Het bleek dat alle samples één of meer van de drie structuren vertonen. De onderzoekers raden aan dat recente patenten verleend aan de zogenaamde ‘isostructuurvariant’ van kristallijn psilocybine worden herzien. Het onderzoek laat zien dat dit materiaal eigenlijk uit 81% polymorf A en 19% polymorf B bestaat, twee vormen die historisch gezien vaker zijn aangetoond. Er was geen andere structuur nodig om de diffractiepatronen te verklaren. Dat betekent dat deze zogenaamd nieuwe variant eigenlijk een combinatie van bestaande varianten is en dus mag worden gepatenteerd.
Kristallen in het lichaam – jicht, nierstenen en het evenwichtsorgaan
Er zitten maar weinig kristallen in ons lichaam. De enige kristallen die normaal gesproken in ons lichaam groeien zien we bij de aanmaak van tanden en bot. Als er op andere plekken kristallen ontstaan, zoals in de gewrichten of in de urinewegen, veroorzaakt dat meestal problemen.
Bij kristalartritis veroorzaakt kristalvorming in gewrichten of pezen een ontstekingsreactie. Dat begint met te veel urinezuur in het bloed. Als de urinezuurkristallen zich opstapelen, kunnen ze neerslaan in gewrichten en pezen, maar ook in de huid en in de urinewegen. Vervolgens ontstaat bijvoorbeeld gewrichtsontsteking of peesontsteking. Ophopingen van deze uraatkristallen, ook wel jichtkristallen genoemd, kunnen zichtbare bulten veroorzaken. Om jicht te diagnosticeren kan een reumatoloog met een holle naald vocht afnemen uit het gewricht waar een ontsteking in zit. Deze legt het vocht vervolgens onder een microscoop om te zien of er kristallen in zitten.
Nierstenen zijn ook een symptoom van jicht, al gaan de twee aandoeningen niet altijd samen. Nierstenen vormen in de urinewegen wanneer afvalstoffen in de urine kristalliseren. De belangrijkste oorzaak is een te hoog gehalte van bepaalde zouten in de urine. De meeste nierstenen bestaan voornamelijk uit calciumoxalaat. Andere mogelijke verbindingen zijn struviet, calciumfosfaat, urinezuur en cystine, al komt die laatste alleen voor bij mensen met de erfelijke ziekte cystinurie.

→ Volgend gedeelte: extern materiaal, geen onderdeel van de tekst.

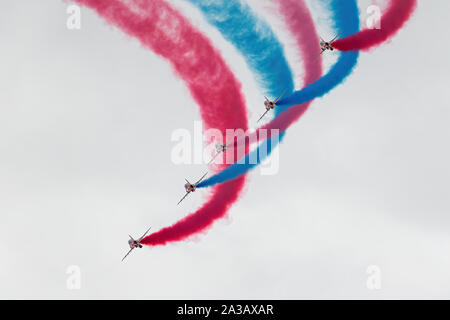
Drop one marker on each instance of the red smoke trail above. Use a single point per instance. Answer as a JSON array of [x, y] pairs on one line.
[[162, 29], [396, 15]]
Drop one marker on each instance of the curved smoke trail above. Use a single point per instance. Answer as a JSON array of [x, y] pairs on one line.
[[346, 19], [396, 15], [211, 83]]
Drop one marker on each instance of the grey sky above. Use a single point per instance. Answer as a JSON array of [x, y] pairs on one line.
[[85, 129]]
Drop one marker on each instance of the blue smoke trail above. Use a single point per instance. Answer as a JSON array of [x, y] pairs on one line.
[[346, 17], [254, 39], [262, 51]]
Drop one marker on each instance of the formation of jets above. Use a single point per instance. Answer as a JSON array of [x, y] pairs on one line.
[[191, 187], [324, 45], [270, 104], [222, 148], [135, 243]]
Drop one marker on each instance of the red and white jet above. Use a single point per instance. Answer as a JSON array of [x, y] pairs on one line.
[[324, 45], [221, 148], [270, 104], [133, 243], [191, 187]]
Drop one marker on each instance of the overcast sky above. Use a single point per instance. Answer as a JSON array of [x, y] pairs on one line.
[[86, 119]]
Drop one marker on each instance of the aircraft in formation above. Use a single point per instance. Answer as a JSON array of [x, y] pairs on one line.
[[191, 187], [327, 45], [221, 148], [135, 243], [270, 104]]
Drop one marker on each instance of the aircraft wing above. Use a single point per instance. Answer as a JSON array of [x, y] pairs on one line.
[[215, 156], [144, 234], [263, 115], [201, 179], [183, 198], [319, 55], [127, 253]]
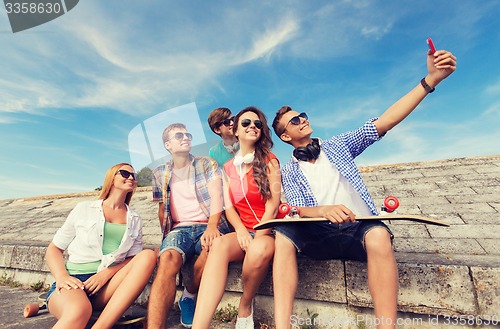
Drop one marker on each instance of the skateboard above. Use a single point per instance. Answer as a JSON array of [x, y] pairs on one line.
[[133, 315], [391, 203]]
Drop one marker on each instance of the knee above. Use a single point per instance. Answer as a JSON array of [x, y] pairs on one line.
[[147, 258], [378, 241], [282, 243], [259, 254], [170, 262], [220, 246], [81, 312]]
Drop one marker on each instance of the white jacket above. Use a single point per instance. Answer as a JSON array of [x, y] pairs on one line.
[[83, 231]]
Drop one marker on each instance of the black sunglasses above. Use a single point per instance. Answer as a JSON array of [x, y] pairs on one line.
[[246, 122], [226, 122], [295, 121], [180, 136], [126, 174]]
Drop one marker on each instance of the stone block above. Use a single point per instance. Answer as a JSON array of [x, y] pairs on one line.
[[481, 208], [436, 289], [28, 258], [491, 246], [441, 246], [486, 283], [422, 288], [466, 231], [480, 218], [406, 229], [6, 255]]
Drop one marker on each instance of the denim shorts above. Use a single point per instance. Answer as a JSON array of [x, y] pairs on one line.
[[326, 240], [81, 277], [185, 240]]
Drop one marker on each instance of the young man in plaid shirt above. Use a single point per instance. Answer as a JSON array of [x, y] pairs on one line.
[[188, 190], [322, 180]]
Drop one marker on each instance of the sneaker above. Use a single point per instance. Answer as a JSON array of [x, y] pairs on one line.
[[187, 306], [245, 323]]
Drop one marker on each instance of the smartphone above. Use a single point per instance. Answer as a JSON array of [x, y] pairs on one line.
[[431, 45]]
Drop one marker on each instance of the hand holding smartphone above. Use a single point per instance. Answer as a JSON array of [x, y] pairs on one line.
[[431, 45]]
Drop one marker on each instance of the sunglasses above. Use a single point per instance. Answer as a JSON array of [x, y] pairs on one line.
[[226, 122], [180, 136], [295, 120], [246, 122], [126, 174]]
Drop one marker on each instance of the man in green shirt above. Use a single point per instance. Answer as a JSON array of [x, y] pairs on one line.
[[221, 122]]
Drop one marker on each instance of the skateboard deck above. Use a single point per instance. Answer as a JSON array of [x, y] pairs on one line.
[[134, 314], [413, 218]]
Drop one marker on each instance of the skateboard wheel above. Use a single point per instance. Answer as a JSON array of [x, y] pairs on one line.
[[283, 210], [31, 310], [391, 203]]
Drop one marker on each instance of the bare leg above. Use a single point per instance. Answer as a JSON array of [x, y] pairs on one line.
[[285, 278], [124, 288], [163, 289], [198, 268], [72, 308], [224, 250], [382, 276], [255, 265]]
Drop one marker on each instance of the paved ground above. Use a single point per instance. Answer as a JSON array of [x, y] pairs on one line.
[[13, 300], [442, 269]]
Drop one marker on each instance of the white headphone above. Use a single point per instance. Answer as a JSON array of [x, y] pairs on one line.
[[239, 161]]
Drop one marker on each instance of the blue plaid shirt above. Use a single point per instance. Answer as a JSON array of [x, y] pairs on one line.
[[203, 171], [341, 151]]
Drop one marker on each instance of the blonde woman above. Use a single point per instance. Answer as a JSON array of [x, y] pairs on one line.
[[107, 268]]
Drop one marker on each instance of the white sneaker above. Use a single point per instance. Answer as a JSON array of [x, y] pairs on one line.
[[245, 323]]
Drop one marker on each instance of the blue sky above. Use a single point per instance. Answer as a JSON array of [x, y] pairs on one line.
[[72, 90]]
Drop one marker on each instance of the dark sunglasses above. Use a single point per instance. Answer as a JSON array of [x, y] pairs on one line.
[[246, 122], [226, 122], [180, 136], [295, 121], [126, 174]]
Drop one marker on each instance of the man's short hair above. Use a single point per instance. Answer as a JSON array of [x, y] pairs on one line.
[[216, 116], [278, 130], [167, 130]]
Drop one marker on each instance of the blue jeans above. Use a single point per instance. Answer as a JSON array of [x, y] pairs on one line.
[[81, 277], [185, 240], [325, 240]]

Als nierstenen losraken uit de nier en in de urineleider terecht komen, kan dat hevige pijn veroorzaken. Zodra de steen uit de blaas is, verdwijnen de klachten weer. De meeste stenen worden na een aantal dagen of uren afgevoerd, maar als de steen een infectie veroorzaakt, is er meestal een medische ingreep nodig. Je kunt nierstenen zien in een CT-scan van de buik. Er zijn verschillende manier om nierstenen te verwijderen, bijvoorbeeld door vergruizing, door deze via de urineleider weg te halen, door chemolyse of in uitzonderlijke gevallen door operatief ingrijpen.
In het oor
Een ander belangrijk kristal in het menselijk lichaam en andere gewervelde soorten is een otoliet. Dit is een structuur in het binnenoor die voornamelijk uit calciumcarbonaatkristallen bestaat. Otolieten staan in verbinding met de slakkenhuiswand en het evenwichtsorgaan en samen zorgen ze dat we zwaartekracht en lineaire versnelling kunnen waarnemen, zowel horizontaal als verticaal. Otolieten hebben net als bomen groeiringen, en het tellen van jaarlijkse groeiringen is een bekende methode om de leeftijd van vissen te bepalen.